Those Qatari big spenders
Thursday, May 22nd, 2008![[Image] At the Rawabi site](http://fugitivepeace.com/wp-content/uploads/2008/05/img_8115-small.jpg)
Just got in from the swish opening reception in Bethlehem for the Palestine Investment Conference. As Salam Fayyad, the prime minister, said, “We are throwing a party, and the whole world is invited.” Well, a lot of those who turned up seemed to be not foreign investors but expatriate Palestinians who took advantage of a brief moment of Israeli openness to get a permit to visit home. Still, that’s a party by anyone’s standards.
I spent a bit of the previous afternoon with one of the real investors, the CEO of Qatari Diar, which plans to co-build Rawabi, a new Palestinian town for 40,000 people on a hillside about 15 minutes drive north of Ramallah. I didn’t think there were any hills in the West Bank that hadn’t been conquered by either Palestinians or settlers, but there we were, scrambling over the stones while the Qataris’ Palestinian business partner described the layout and gushed over the breathtaking views (you could even see the towers of Tel Aviv silhouetted in the sunset). I and another journalist recorded the CEO talking about how important it was to him to invest “with our brothers in Palestine” and saying that the symbolism mattered more than the profits.

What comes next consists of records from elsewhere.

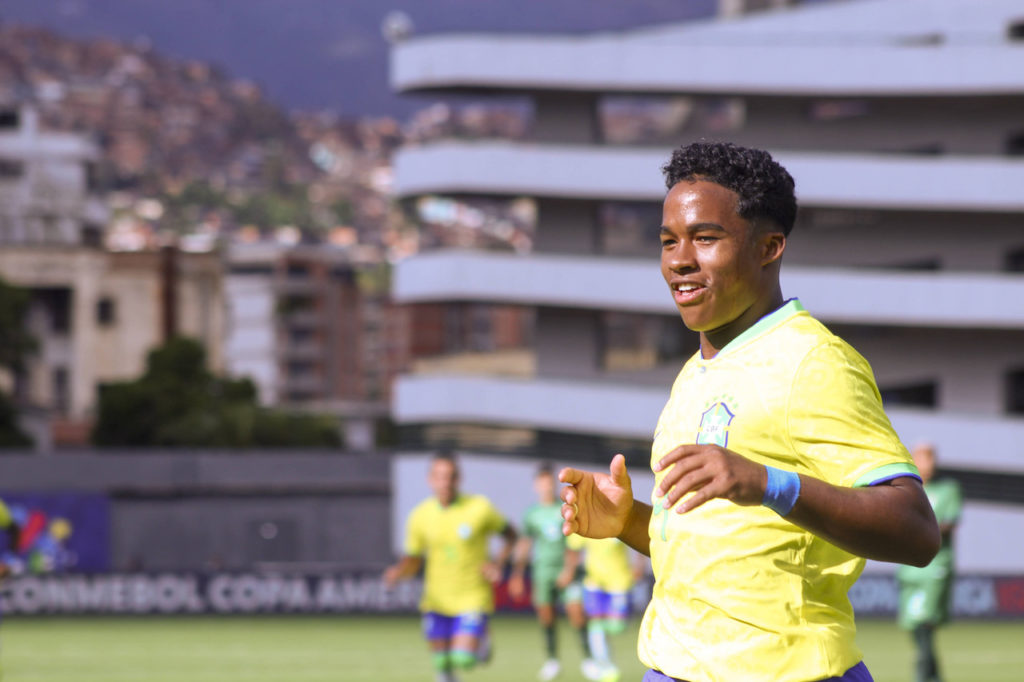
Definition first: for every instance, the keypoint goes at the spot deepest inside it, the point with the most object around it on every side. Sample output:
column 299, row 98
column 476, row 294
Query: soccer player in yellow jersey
column 776, row 470
column 450, row 533
column 608, row 577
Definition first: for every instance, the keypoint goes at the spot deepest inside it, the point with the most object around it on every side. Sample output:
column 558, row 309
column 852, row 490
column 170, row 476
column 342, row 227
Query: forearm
column 888, row 522
column 635, row 531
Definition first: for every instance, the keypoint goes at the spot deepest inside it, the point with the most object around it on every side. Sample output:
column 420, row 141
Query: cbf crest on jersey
column 715, row 423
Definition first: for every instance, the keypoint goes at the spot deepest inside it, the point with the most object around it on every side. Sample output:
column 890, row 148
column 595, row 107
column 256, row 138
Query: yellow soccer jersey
column 453, row 540
column 740, row 593
column 606, row 563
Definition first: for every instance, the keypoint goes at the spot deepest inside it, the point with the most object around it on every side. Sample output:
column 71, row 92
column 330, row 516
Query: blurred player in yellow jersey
column 608, row 577
column 776, row 470
column 450, row 533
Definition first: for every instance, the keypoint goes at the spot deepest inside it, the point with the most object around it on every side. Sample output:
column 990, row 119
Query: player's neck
column 714, row 340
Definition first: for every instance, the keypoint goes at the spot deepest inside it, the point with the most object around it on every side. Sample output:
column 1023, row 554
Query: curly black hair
column 765, row 188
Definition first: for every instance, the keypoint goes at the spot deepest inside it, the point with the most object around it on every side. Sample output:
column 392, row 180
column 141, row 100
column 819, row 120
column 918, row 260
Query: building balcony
column 621, row 411
column 863, row 48
column 608, row 173
column 939, row 299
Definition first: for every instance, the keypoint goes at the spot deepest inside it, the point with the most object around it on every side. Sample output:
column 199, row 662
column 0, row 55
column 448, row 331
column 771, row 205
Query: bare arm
column 888, row 522
column 601, row 505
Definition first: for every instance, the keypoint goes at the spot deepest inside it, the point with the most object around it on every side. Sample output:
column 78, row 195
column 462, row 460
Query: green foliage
column 10, row 434
column 15, row 341
column 178, row 402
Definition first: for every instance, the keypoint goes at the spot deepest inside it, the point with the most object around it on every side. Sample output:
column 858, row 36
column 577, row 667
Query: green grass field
column 373, row 649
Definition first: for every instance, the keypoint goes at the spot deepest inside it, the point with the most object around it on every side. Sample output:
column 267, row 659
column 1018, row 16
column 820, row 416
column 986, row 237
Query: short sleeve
column 837, row 425
column 415, row 540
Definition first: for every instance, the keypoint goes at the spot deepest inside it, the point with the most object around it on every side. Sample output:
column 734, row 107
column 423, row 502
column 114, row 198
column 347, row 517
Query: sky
column 325, row 54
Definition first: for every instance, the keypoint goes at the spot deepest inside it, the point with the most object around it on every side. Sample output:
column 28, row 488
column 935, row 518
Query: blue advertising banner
column 59, row 531
column 242, row 593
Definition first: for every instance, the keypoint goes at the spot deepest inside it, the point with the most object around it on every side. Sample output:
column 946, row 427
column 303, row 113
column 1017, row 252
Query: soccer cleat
column 610, row 674
column 591, row 669
column 549, row 670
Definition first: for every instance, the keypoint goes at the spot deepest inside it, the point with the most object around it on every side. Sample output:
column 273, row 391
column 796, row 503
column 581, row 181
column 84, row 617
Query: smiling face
column 443, row 480
column 721, row 267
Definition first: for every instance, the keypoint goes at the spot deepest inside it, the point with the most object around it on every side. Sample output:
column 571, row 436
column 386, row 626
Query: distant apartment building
column 310, row 327
column 95, row 314
column 902, row 123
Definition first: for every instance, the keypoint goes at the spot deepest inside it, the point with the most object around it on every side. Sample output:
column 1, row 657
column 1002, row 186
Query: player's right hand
column 596, row 505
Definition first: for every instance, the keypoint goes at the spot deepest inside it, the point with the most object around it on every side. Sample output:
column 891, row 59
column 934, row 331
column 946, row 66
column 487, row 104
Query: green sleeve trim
column 887, row 472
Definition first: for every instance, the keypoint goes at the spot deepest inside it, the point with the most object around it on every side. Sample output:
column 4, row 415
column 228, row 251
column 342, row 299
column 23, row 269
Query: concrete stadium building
column 902, row 122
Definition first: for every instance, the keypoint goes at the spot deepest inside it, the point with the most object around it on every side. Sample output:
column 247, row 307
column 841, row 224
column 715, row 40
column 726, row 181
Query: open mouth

As we talked to him a minion walked up and handed us each little boxes with “Balenciaga” and the Qatari Diar logo embossed on them. We fingered them nervously. Our employers both have policies about accepting gifts, but you don’t offend a senior Gulf businessman who is probably related to the royal family just after you’ve met him.
The interviews over, we walked back to the cars parked on the other side of the hill, where we discovered that one of the Palestinians had left his SUV in neutral and it had rolled 50 metres down into the ravine, where it lay with its windscreen wipers waving in a forlorn distress signal. The owner seemed remarkably sanguine. My colleague backed his car out gingerly.
Back on the road, we opened the little boxes. Turned out we needn’t have worried. Qatari Diar may be willing to spend hundreds of millions of dollars on its Palestinian brethren, but when it comes to journalists it makes do with the cheapest possible fake-leather notebook (and rightly so). Balenciaga might not be too happy, though.